As these disruptions take hold, technology will be increasingly demonized, which is why Silicon Valley’s billionaires are trying to get out in front of the issue. Some have proposed universal basic income (UBI), or cash for life from governments. But that amounts to a disingenuous attempt to get governments to socialize the costs they have created for society. The best idea so far has come from Microsoft founder and philanthropist Bill Gates.
“Right now,” he said in an interview with Quartz, “the human worker who does, say, $50,000 worth of work in a factory has that income taxed. If a robot comes in to do the same thing, you’d think that we’d tax the robot at a similar level.”
In February, European Union lawmakers considered a proposal to make robot owners to pay for worker retraining. But the backlash from technology companies led to its rejection on the basis that such a tax would be a competitive disadvantage and slow down innovation.
But Gates suggested that a slowdown was a good idea: “We ought to be willing to raise the tax level and even slow down the speed of that [technological] adoption to figure out … where this has a particularly big impact.”
Others rich guys have waded into the discussion but shouldn’t have. Alphabet co-founder Larry Page suggested a “French” solution of drastically cutting work hours and granting more vacations. In other words, workers would share the pain by making half as much money without affecting corporate bottom lines. Mark Zuckerberg, the founder of Facebook, devoted a chunk of his Harvard commencement speech to guaranteed income, paid for by government and not the likes of Facebook. Another Facebook billionaire, Chris Hughes, suggested a real non-starter in this Trump era: that workers making less than $50,000 a year get $500 a month from the government paid for by taxing the country’s wealthiest 1 percent.

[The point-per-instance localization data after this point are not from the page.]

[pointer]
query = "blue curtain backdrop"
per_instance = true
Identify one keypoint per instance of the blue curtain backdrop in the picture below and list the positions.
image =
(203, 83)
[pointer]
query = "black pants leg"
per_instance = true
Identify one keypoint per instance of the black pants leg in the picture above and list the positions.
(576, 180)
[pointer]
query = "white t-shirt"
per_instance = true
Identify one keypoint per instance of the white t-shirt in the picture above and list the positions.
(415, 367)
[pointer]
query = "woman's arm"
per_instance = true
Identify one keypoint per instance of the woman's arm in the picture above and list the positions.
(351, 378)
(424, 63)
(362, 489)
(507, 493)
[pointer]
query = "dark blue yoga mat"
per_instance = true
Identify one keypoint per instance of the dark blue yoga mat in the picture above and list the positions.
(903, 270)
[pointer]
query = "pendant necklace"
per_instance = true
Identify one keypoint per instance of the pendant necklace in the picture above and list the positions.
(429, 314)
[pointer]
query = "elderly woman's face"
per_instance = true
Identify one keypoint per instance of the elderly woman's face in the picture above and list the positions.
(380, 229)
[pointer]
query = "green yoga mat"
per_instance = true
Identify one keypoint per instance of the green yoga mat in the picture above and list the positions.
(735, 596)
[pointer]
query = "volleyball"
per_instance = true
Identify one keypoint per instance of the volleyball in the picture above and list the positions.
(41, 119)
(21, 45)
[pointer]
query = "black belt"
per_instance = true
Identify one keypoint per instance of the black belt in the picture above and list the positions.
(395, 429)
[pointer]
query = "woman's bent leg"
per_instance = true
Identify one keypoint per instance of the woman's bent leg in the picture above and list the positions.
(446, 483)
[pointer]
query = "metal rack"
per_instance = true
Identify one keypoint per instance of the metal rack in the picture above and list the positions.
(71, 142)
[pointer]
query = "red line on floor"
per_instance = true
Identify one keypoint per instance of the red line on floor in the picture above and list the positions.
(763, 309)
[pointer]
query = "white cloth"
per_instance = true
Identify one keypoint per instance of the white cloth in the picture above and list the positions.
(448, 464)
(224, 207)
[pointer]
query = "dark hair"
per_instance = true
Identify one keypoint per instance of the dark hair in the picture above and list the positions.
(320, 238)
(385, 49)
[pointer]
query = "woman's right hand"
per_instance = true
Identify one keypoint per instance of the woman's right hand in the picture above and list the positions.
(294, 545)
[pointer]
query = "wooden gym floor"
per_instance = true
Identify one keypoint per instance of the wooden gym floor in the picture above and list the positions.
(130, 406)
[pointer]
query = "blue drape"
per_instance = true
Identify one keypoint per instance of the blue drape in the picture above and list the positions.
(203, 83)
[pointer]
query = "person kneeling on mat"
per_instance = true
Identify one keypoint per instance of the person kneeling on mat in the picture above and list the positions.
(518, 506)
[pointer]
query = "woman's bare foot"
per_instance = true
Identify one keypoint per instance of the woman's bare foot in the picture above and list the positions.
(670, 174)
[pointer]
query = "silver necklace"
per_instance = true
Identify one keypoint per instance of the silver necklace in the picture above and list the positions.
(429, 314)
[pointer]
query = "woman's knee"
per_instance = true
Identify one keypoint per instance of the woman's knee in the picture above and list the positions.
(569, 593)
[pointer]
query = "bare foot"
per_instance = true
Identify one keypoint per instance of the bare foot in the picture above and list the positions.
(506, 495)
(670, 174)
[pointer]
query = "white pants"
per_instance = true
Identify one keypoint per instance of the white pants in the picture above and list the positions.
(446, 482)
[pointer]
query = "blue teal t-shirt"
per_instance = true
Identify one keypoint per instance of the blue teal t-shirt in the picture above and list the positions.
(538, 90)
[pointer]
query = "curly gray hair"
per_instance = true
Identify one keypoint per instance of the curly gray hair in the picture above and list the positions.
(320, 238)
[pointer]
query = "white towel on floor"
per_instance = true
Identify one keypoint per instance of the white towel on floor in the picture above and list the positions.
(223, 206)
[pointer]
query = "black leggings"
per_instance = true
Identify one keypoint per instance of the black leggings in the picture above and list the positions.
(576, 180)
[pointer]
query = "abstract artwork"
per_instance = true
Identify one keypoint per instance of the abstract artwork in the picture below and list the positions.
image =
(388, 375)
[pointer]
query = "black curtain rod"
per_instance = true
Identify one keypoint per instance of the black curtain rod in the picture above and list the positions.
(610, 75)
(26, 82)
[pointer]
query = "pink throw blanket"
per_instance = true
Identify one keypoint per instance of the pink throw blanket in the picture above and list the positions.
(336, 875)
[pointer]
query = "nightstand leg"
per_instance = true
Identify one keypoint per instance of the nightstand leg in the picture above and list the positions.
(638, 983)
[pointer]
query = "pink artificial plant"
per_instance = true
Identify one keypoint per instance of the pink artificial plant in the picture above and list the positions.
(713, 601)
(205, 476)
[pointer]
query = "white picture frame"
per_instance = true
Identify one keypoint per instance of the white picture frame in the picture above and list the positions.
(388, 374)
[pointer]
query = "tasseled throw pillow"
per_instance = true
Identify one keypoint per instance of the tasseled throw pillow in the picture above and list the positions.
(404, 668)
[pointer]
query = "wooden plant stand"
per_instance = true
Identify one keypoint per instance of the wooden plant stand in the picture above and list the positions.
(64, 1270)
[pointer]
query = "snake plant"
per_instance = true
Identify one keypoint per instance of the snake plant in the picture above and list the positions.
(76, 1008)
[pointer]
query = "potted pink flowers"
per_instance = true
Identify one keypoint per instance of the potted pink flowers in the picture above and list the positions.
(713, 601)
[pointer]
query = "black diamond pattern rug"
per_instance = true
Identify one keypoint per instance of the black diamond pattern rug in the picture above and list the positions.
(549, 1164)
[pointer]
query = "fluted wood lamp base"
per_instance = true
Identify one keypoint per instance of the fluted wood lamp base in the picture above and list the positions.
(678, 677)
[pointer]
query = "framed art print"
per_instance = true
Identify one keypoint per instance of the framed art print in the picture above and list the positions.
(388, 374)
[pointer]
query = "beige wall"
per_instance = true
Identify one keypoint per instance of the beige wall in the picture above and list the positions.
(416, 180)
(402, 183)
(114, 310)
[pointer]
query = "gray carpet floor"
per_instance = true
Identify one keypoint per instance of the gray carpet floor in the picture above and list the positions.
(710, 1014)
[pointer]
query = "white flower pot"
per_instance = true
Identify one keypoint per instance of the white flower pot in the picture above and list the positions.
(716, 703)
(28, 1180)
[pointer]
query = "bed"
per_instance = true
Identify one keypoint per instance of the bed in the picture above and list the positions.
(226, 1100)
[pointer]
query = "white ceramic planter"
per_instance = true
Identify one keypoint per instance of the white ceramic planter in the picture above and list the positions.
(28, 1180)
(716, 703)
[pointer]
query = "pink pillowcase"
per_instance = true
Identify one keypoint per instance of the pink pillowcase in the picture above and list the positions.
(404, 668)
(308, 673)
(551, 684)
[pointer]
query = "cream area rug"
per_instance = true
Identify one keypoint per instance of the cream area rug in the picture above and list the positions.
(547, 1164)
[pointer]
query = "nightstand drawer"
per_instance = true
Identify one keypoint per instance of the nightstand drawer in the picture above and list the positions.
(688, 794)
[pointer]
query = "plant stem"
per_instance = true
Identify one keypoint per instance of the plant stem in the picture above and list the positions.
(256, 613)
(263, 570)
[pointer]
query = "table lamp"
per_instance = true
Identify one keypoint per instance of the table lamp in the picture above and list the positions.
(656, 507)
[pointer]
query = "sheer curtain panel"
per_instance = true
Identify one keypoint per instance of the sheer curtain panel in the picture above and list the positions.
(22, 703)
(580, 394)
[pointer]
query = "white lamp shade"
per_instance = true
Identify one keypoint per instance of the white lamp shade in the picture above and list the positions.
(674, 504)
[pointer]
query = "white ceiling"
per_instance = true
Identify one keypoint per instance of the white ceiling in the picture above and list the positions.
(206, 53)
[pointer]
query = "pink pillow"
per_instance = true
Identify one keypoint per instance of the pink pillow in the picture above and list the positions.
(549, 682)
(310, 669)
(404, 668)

Universal basic income is not a new idea and there are several pilot projects around the world. But to date, such a scheme has been politically dead on arrival. A recent Gallup poll revealed only 48 percent approval for a universal basic income for those displaced by AI or robots. Significantly, however, the same polled group overwhelmingly supported taxing tech companies and robots to pay displaced workers severance and retraining costs.
There’s also the Common Wealth argument that the tech sector owes the public huge dividends because all its underlying technologies are based on trillions of research dollars invested by the government and the military. The argument is that technology is a public good, much like an oil field in Alaska, and despite being captured and monetized by private entities, deserves to earn a royalty that should be passed along to taxpayers. It’s a valid point.

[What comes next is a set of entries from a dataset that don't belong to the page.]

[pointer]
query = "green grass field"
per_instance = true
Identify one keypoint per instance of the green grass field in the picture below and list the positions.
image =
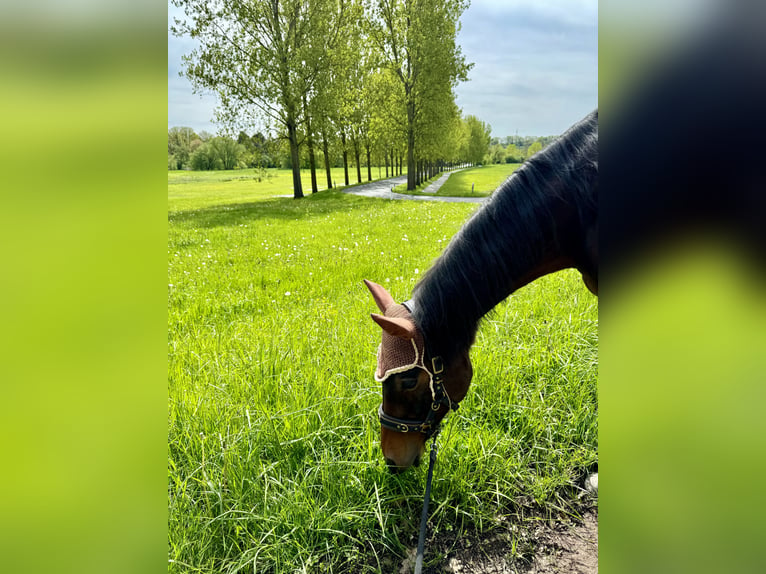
(274, 463)
(194, 189)
(485, 180)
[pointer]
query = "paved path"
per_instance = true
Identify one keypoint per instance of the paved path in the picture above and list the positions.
(383, 187)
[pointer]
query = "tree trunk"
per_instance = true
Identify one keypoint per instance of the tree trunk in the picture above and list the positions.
(345, 156)
(326, 153)
(295, 159)
(369, 162)
(411, 167)
(310, 146)
(356, 157)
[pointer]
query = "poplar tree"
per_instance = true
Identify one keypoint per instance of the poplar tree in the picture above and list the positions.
(417, 40)
(261, 57)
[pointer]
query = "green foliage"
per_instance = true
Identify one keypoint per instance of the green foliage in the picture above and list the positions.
(181, 143)
(478, 181)
(534, 148)
(273, 456)
(478, 139)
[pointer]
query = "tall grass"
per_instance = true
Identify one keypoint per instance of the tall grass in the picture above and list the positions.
(273, 462)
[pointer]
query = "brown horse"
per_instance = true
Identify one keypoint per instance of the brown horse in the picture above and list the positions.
(541, 220)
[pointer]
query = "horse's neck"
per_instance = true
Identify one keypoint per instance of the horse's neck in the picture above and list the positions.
(530, 227)
(470, 279)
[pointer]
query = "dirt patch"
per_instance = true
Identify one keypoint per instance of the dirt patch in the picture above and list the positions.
(529, 546)
(541, 547)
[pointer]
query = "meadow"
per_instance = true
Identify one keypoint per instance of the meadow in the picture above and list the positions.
(483, 180)
(274, 462)
(194, 189)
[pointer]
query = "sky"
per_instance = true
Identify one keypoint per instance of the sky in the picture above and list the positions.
(535, 67)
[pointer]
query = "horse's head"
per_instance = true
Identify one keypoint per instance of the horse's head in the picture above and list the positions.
(418, 388)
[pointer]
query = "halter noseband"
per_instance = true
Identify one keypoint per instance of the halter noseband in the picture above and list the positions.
(428, 426)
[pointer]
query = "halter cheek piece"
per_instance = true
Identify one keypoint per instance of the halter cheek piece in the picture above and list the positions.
(428, 426)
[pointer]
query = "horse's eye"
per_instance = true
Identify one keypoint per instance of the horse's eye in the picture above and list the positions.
(409, 384)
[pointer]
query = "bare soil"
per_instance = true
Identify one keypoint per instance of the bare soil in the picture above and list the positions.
(535, 547)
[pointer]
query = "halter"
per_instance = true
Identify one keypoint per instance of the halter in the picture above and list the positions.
(428, 426)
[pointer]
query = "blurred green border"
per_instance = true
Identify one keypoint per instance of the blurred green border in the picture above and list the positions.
(83, 413)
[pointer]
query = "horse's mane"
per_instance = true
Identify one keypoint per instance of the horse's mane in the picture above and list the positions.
(483, 263)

A separate issue is that tech companies should pay the public for the data they have monetized for years and which are the basis for the biggest fortunes in Silicon Valley.

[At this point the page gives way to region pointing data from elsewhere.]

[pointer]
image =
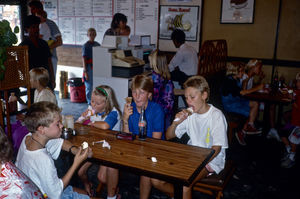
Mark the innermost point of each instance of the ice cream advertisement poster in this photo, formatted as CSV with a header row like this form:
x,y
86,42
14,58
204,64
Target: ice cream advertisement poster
x,y
185,18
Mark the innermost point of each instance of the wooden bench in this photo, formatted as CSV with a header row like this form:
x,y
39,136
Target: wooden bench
x,y
215,184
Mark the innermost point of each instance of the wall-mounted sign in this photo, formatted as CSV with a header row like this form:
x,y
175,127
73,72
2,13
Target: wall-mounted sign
x,y
184,18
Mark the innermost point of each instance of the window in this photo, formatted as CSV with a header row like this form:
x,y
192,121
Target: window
x,y
12,14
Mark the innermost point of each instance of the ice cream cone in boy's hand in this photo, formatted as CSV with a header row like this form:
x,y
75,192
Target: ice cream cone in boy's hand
x,y
128,100
189,111
85,116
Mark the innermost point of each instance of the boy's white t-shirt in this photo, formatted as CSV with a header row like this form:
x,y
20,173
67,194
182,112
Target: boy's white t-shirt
x,y
39,166
207,130
44,95
250,81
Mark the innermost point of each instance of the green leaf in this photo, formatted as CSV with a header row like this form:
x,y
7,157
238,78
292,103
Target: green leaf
x,y
16,29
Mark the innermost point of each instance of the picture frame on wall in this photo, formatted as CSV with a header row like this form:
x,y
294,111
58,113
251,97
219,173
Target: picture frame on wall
x,y
237,11
185,18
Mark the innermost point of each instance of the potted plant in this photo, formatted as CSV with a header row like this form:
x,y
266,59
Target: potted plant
x,y
7,39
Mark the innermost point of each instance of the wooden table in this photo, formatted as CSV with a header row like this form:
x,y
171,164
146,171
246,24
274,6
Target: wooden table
x,y
269,98
176,163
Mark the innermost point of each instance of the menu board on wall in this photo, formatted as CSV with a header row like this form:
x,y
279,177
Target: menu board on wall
x,y
75,17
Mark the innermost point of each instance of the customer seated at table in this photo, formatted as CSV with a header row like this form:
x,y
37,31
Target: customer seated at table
x,y
233,100
39,79
142,89
40,147
206,127
290,134
163,88
104,113
13,182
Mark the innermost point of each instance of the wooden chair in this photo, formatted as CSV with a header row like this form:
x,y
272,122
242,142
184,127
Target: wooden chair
x,y
214,184
16,75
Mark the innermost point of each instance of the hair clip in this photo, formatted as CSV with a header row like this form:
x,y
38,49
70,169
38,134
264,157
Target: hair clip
x,y
102,90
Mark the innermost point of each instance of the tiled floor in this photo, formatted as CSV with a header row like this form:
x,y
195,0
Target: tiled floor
x,y
258,174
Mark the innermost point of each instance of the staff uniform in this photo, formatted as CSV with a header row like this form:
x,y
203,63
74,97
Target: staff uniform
x,y
87,54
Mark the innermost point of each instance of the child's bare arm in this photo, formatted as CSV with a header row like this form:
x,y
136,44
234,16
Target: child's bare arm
x,y
181,116
217,151
80,156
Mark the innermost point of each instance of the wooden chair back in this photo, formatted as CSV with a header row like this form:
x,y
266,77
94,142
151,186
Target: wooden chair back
x,y
16,75
212,57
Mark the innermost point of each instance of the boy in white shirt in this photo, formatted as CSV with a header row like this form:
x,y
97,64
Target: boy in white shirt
x,y
206,127
42,145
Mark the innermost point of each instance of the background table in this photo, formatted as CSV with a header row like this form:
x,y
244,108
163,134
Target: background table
x,y
270,98
176,163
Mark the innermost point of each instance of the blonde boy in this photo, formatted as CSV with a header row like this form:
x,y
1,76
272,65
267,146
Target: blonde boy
x,y
206,128
42,145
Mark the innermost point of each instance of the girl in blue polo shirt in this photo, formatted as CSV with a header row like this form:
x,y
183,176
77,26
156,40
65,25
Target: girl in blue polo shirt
x,y
104,113
142,89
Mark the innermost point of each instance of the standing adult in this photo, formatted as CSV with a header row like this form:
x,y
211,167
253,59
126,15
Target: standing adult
x,y
185,62
38,49
35,7
118,26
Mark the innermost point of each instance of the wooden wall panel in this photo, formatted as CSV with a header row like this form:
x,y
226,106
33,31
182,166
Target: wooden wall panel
x,y
289,32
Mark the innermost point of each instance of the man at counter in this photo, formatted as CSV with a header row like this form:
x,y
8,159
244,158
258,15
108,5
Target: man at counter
x,y
185,62
36,7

Interestingly, Chinese billionaire Kai-Fu Lee, chairman of Sinovation Ventures in Beijing, has another view. He dislikes universal basic income but believes everyone should be guaranteed free health care, food, shelter and access to jobs that benefit society. “UBI doesn’t address people’s loss of dignity or meet their need to feel useful,” Lee rightly notes. “It’s just a convenient way for a beneficiary of the AI revolution to sit back and do nothing.”